Dating fender japan bass Amatuer join chatroom

21-Sep-2016 16:47

We have a HUGE library of templates dating back over thirty years, so if you dont see your model that doesnt mean we dont make it, it just means youll have to call 800-449-9348 ext.A: The serial number of your guitar will begin with one of the above lettering sequences.Over the years Fender used modular production techniques that may have resulted in a guitar that has parts from one year to another.Parts may have been produced in one year and left in a bin until they were ready to be paired with a body.Old or new the Hot-Rod's do not hold much value very well, and just depreciate.

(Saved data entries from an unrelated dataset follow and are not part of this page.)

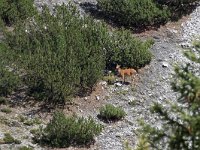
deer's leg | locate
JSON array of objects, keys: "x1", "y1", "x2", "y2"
[
  {"x1": 123, "y1": 75, "x2": 125, "y2": 84},
  {"x1": 131, "y1": 75, "x2": 134, "y2": 82}
]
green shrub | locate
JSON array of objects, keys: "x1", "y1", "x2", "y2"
[
  {"x1": 0, "y1": 43, "x2": 22, "y2": 96},
  {"x1": 103, "y1": 74, "x2": 115, "y2": 85},
  {"x1": 99, "y1": 104, "x2": 126, "y2": 121},
  {"x1": 97, "y1": 0, "x2": 170, "y2": 27},
  {"x1": 124, "y1": 140, "x2": 133, "y2": 150},
  {"x1": 155, "y1": 0, "x2": 199, "y2": 21},
  {"x1": 135, "y1": 135, "x2": 150, "y2": 150},
  {"x1": 5, "y1": 4, "x2": 107, "y2": 104},
  {"x1": 105, "y1": 30, "x2": 153, "y2": 68},
  {"x1": 1, "y1": 107, "x2": 12, "y2": 113},
  {"x1": 155, "y1": 0, "x2": 198, "y2": 8},
  {"x1": 3, "y1": 133, "x2": 21, "y2": 144},
  {"x1": 0, "y1": 42, "x2": 21, "y2": 96},
  {"x1": 0, "y1": 0, "x2": 36, "y2": 25},
  {"x1": 4, "y1": 4, "x2": 152, "y2": 105},
  {"x1": 37, "y1": 111, "x2": 102, "y2": 147},
  {"x1": 0, "y1": 66, "x2": 21, "y2": 96}
]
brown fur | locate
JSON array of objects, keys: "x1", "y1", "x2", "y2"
[{"x1": 116, "y1": 64, "x2": 137, "y2": 83}]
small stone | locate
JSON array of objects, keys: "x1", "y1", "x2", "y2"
[
  {"x1": 99, "y1": 81, "x2": 107, "y2": 86},
  {"x1": 0, "y1": 133, "x2": 4, "y2": 139},
  {"x1": 114, "y1": 82, "x2": 122, "y2": 87},
  {"x1": 169, "y1": 54, "x2": 173, "y2": 58},
  {"x1": 153, "y1": 36, "x2": 160, "y2": 39},
  {"x1": 127, "y1": 95, "x2": 135, "y2": 101},
  {"x1": 84, "y1": 97, "x2": 88, "y2": 100},
  {"x1": 148, "y1": 93, "x2": 153, "y2": 96},
  {"x1": 169, "y1": 29, "x2": 178, "y2": 34},
  {"x1": 162, "y1": 62, "x2": 169, "y2": 68},
  {"x1": 96, "y1": 95, "x2": 100, "y2": 100},
  {"x1": 115, "y1": 133, "x2": 123, "y2": 138}
]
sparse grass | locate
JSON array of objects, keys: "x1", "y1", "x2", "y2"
[
  {"x1": 0, "y1": 97, "x2": 7, "y2": 105},
  {"x1": 130, "y1": 86, "x2": 136, "y2": 92},
  {"x1": 103, "y1": 75, "x2": 115, "y2": 85},
  {"x1": 22, "y1": 135, "x2": 29, "y2": 139},
  {"x1": 18, "y1": 115, "x2": 26, "y2": 122},
  {"x1": 0, "y1": 116, "x2": 9, "y2": 125},
  {"x1": 99, "y1": 104, "x2": 126, "y2": 122},
  {"x1": 33, "y1": 117, "x2": 42, "y2": 124},
  {"x1": 128, "y1": 100, "x2": 136, "y2": 106},
  {"x1": 18, "y1": 146, "x2": 33, "y2": 150},
  {"x1": 135, "y1": 135, "x2": 150, "y2": 150},
  {"x1": 3, "y1": 133, "x2": 21, "y2": 144},
  {"x1": 30, "y1": 128, "x2": 39, "y2": 135},
  {"x1": 23, "y1": 120, "x2": 34, "y2": 126},
  {"x1": 104, "y1": 95, "x2": 110, "y2": 100},
  {"x1": 1, "y1": 107, "x2": 12, "y2": 114},
  {"x1": 116, "y1": 90, "x2": 129, "y2": 95},
  {"x1": 193, "y1": 39, "x2": 200, "y2": 48},
  {"x1": 123, "y1": 140, "x2": 133, "y2": 150},
  {"x1": 24, "y1": 117, "x2": 42, "y2": 126}
]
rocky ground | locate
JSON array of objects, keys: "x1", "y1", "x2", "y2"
[{"x1": 0, "y1": 1, "x2": 200, "y2": 150}]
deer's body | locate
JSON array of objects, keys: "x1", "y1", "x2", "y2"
[{"x1": 116, "y1": 64, "x2": 137, "y2": 83}]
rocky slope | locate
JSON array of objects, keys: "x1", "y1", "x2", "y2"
[{"x1": 0, "y1": 1, "x2": 200, "y2": 150}]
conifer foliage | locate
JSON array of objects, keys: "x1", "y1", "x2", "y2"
[
  {"x1": 3, "y1": 4, "x2": 152, "y2": 105},
  {"x1": 141, "y1": 41, "x2": 200, "y2": 150},
  {"x1": 0, "y1": 0, "x2": 36, "y2": 25},
  {"x1": 5, "y1": 4, "x2": 107, "y2": 104},
  {"x1": 97, "y1": 0, "x2": 170, "y2": 27},
  {"x1": 37, "y1": 111, "x2": 103, "y2": 147}
]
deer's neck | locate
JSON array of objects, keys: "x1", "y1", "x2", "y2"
[{"x1": 117, "y1": 68, "x2": 122, "y2": 74}]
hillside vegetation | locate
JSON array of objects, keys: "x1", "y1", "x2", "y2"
[
  {"x1": 1, "y1": 0, "x2": 200, "y2": 149},
  {"x1": 97, "y1": 0, "x2": 199, "y2": 28},
  {"x1": 0, "y1": 2, "x2": 152, "y2": 106}
]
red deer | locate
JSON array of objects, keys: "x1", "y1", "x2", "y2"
[{"x1": 116, "y1": 64, "x2": 137, "y2": 83}]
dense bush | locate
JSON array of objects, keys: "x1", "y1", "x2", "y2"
[
  {"x1": 105, "y1": 30, "x2": 153, "y2": 68},
  {"x1": 0, "y1": 0, "x2": 36, "y2": 25},
  {"x1": 37, "y1": 111, "x2": 102, "y2": 147},
  {"x1": 0, "y1": 66, "x2": 21, "y2": 97},
  {"x1": 99, "y1": 104, "x2": 126, "y2": 121},
  {"x1": 97, "y1": 0, "x2": 200, "y2": 28},
  {"x1": 155, "y1": 0, "x2": 198, "y2": 6},
  {"x1": 5, "y1": 4, "x2": 107, "y2": 104},
  {"x1": 0, "y1": 43, "x2": 22, "y2": 97},
  {"x1": 97, "y1": 0, "x2": 170, "y2": 27},
  {"x1": 4, "y1": 4, "x2": 152, "y2": 105},
  {"x1": 156, "y1": 0, "x2": 200, "y2": 20}
]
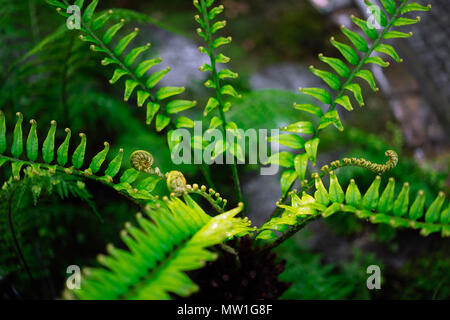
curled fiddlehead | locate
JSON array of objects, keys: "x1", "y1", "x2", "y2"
[
  {"x1": 320, "y1": 150, "x2": 399, "y2": 175},
  {"x1": 166, "y1": 170, "x2": 187, "y2": 197}
]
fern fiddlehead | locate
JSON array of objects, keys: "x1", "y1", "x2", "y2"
[{"x1": 128, "y1": 149, "x2": 227, "y2": 212}]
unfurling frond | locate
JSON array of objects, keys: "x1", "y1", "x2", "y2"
[
  {"x1": 320, "y1": 150, "x2": 399, "y2": 175},
  {"x1": 186, "y1": 183, "x2": 228, "y2": 213},
  {"x1": 64, "y1": 198, "x2": 254, "y2": 300}
]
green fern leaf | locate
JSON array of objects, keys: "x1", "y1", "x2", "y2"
[
  {"x1": 11, "y1": 113, "x2": 24, "y2": 158},
  {"x1": 65, "y1": 199, "x2": 252, "y2": 300},
  {"x1": 26, "y1": 120, "x2": 38, "y2": 162},
  {"x1": 42, "y1": 120, "x2": 57, "y2": 164}
]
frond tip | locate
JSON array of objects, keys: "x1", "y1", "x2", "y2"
[
  {"x1": 321, "y1": 150, "x2": 399, "y2": 175},
  {"x1": 130, "y1": 150, "x2": 154, "y2": 173}
]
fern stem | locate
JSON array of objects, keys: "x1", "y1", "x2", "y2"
[
  {"x1": 328, "y1": 0, "x2": 409, "y2": 112},
  {"x1": 199, "y1": 0, "x2": 243, "y2": 203},
  {"x1": 120, "y1": 239, "x2": 188, "y2": 299},
  {"x1": 188, "y1": 189, "x2": 224, "y2": 213},
  {"x1": 261, "y1": 213, "x2": 322, "y2": 252},
  {"x1": 265, "y1": 2, "x2": 411, "y2": 236}
]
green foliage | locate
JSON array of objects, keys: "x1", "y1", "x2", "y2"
[
  {"x1": 277, "y1": 238, "x2": 378, "y2": 299},
  {"x1": 0, "y1": 169, "x2": 97, "y2": 282},
  {"x1": 393, "y1": 251, "x2": 450, "y2": 299},
  {"x1": 0, "y1": 110, "x2": 164, "y2": 202},
  {"x1": 65, "y1": 199, "x2": 252, "y2": 299},
  {"x1": 262, "y1": 173, "x2": 449, "y2": 242},
  {"x1": 270, "y1": 0, "x2": 431, "y2": 195}
]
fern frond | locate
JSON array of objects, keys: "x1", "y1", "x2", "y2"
[
  {"x1": 260, "y1": 173, "x2": 448, "y2": 242},
  {"x1": 269, "y1": 0, "x2": 431, "y2": 195},
  {"x1": 64, "y1": 198, "x2": 254, "y2": 299},
  {"x1": 185, "y1": 0, "x2": 243, "y2": 201},
  {"x1": 46, "y1": 0, "x2": 197, "y2": 132},
  {"x1": 0, "y1": 110, "x2": 164, "y2": 204}
]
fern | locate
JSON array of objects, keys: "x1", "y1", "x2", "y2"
[
  {"x1": 259, "y1": 172, "x2": 448, "y2": 245},
  {"x1": 267, "y1": 0, "x2": 431, "y2": 195},
  {"x1": 0, "y1": 110, "x2": 233, "y2": 213},
  {"x1": 178, "y1": 0, "x2": 244, "y2": 201},
  {"x1": 64, "y1": 197, "x2": 253, "y2": 299},
  {"x1": 46, "y1": 0, "x2": 197, "y2": 133},
  {"x1": 0, "y1": 110, "x2": 165, "y2": 204}
]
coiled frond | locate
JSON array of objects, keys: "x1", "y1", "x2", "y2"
[
  {"x1": 46, "y1": 0, "x2": 197, "y2": 132},
  {"x1": 268, "y1": 0, "x2": 431, "y2": 194},
  {"x1": 166, "y1": 170, "x2": 187, "y2": 197},
  {"x1": 64, "y1": 198, "x2": 253, "y2": 299},
  {"x1": 259, "y1": 173, "x2": 448, "y2": 242},
  {"x1": 320, "y1": 150, "x2": 398, "y2": 175}
]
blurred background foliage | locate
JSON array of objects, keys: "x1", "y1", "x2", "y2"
[{"x1": 0, "y1": 0, "x2": 448, "y2": 299}]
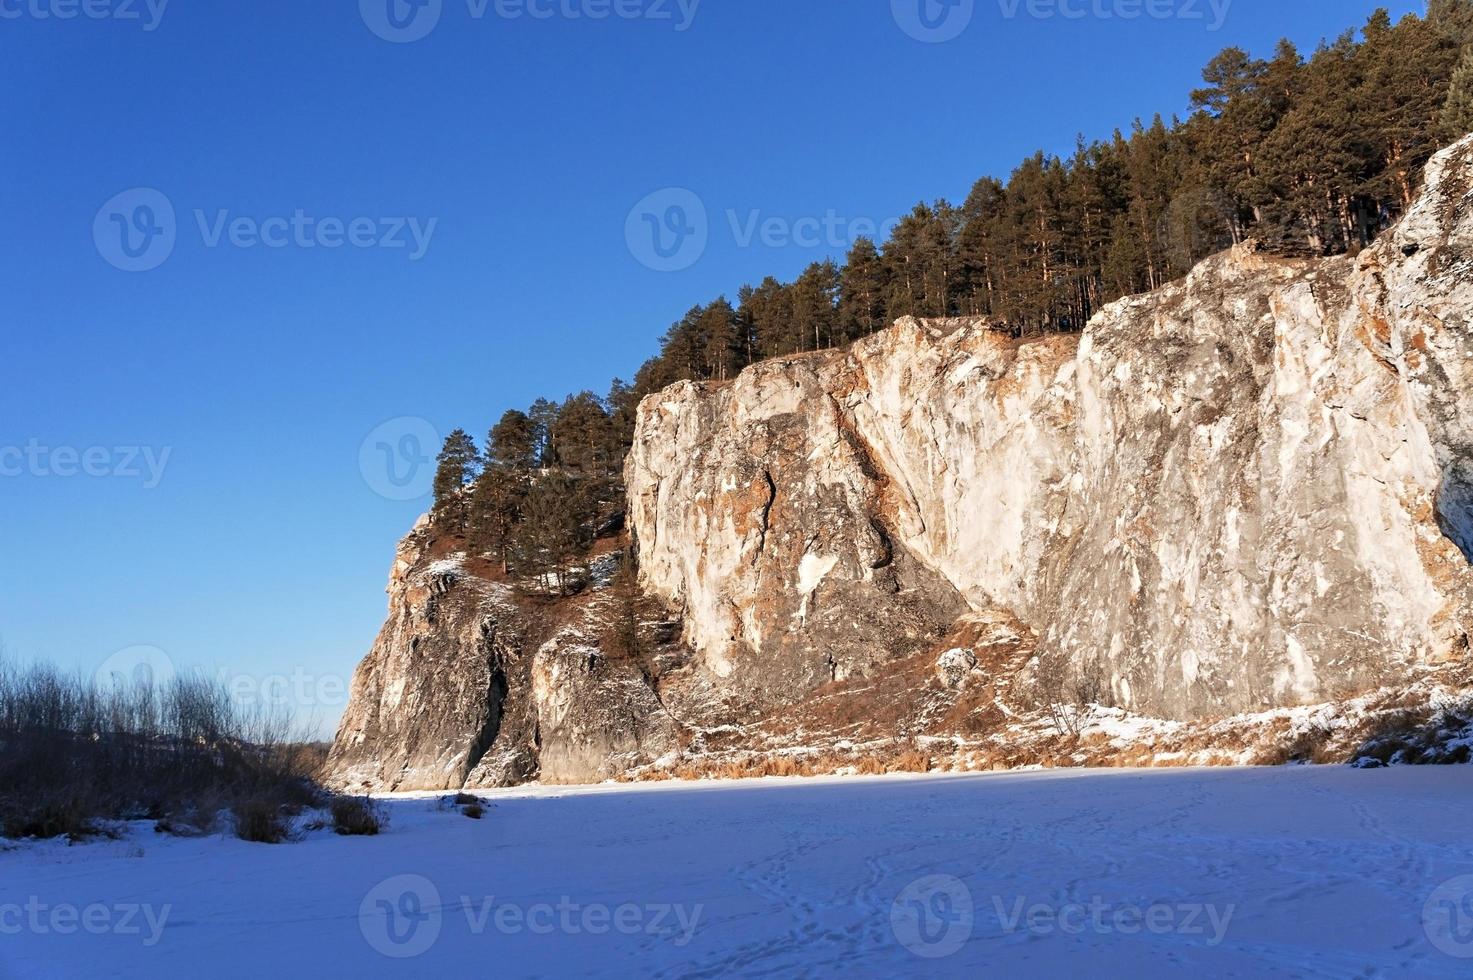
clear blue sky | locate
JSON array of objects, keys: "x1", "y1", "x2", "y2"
[{"x1": 0, "y1": 0, "x2": 1425, "y2": 735}]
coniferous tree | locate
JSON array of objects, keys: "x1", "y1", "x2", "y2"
[
  {"x1": 1359, "y1": 11, "x2": 1462, "y2": 215},
  {"x1": 838, "y1": 238, "x2": 890, "y2": 341},
  {"x1": 741, "y1": 277, "x2": 796, "y2": 359},
  {"x1": 1429, "y1": 0, "x2": 1473, "y2": 45},
  {"x1": 432, "y1": 429, "x2": 480, "y2": 533},
  {"x1": 487, "y1": 410, "x2": 537, "y2": 470},
  {"x1": 606, "y1": 378, "x2": 641, "y2": 456},
  {"x1": 1441, "y1": 47, "x2": 1473, "y2": 137},
  {"x1": 956, "y1": 178, "x2": 1005, "y2": 318},
  {"x1": 509, "y1": 473, "x2": 594, "y2": 594},
  {"x1": 527, "y1": 398, "x2": 559, "y2": 468},
  {"x1": 551, "y1": 392, "x2": 614, "y2": 477},
  {"x1": 697, "y1": 298, "x2": 743, "y2": 380},
  {"x1": 789, "y1": 261, "x2": 841, "y2": 352},
  {"x1": 469, "y1": 463, "x2": 525, "y2": 571}
]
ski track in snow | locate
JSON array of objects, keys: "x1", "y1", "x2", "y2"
[{"x1": 2, "y1": 767, "x2": 1472, "y2": 978}]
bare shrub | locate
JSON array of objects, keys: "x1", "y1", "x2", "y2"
[
  {"x1": 0, "y1": 657, "x2": 323, "y2": 841},
  {"x1": 231, "y1": 797, "x2": 290, "y2": 844},
  {"x1": 330, "y1": 796, "x2": 386, "y2": 836},
  {"x1": 889, "y1": 750, "x2": 933, "y2": 773}
]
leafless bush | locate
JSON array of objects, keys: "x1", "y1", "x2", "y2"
[
  {"x1": 0, "y1": 657, "x2": 322, "y2": 841},
  {"x1": 231, "y1": 796, "x2": 290, "y2": 844},
  {"x1": 330, "y1": 796, "x2": 386, "y2": 836}
]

Other things to look for include chasses placed in cabinets from a different year, “doctored” tube charts, non-original control plates (usually reproductions) on silverface amps, original transformer bell ends (they have correct date codes, of course) on non-original transformers, and non-original knobs (either repro or silverface knobs on blackface amps).unusual things can be found such as the empty “Pulse Adjust” hole on the rear of early ’60 brown amps, the “middle” volume control, use of tweed style grill cloth, strange non-documented transitional circuits, and changes in tolex color including the super-rare cream colored “brown” tolex that is found on some late ’60 amps. Given that people may refer to this information seeking specific production quantities of amps they are curious about, it should be pointed out that the serial numbers apply to chassis types, and not specifically to amplifier models.All Fender JV models had the serial numbers engraved into either the neck plate or bridge.Many also have penciled neck dates () you can only see when the neck is removed from the body of the guitar. acronym for "Squier" These models were made by a different division of Fender and bear the Squier logo and not the Fender logo.The site below, under "DATING CONTEMPORARY FENDER AMPLIFIERS", tells how to read the code. The sticker looks like this, and should be inside the cab somewhere.

Some things are very obvious such as non-original or reconed speakers, non-original transformers, replaced pots, re-tweed, re-tolex, re-grill, etc.On early Fender JV models, you will also find "MADE IN JAPAN" written very small under the Fender spaghetti logo on the headstock of the guitar.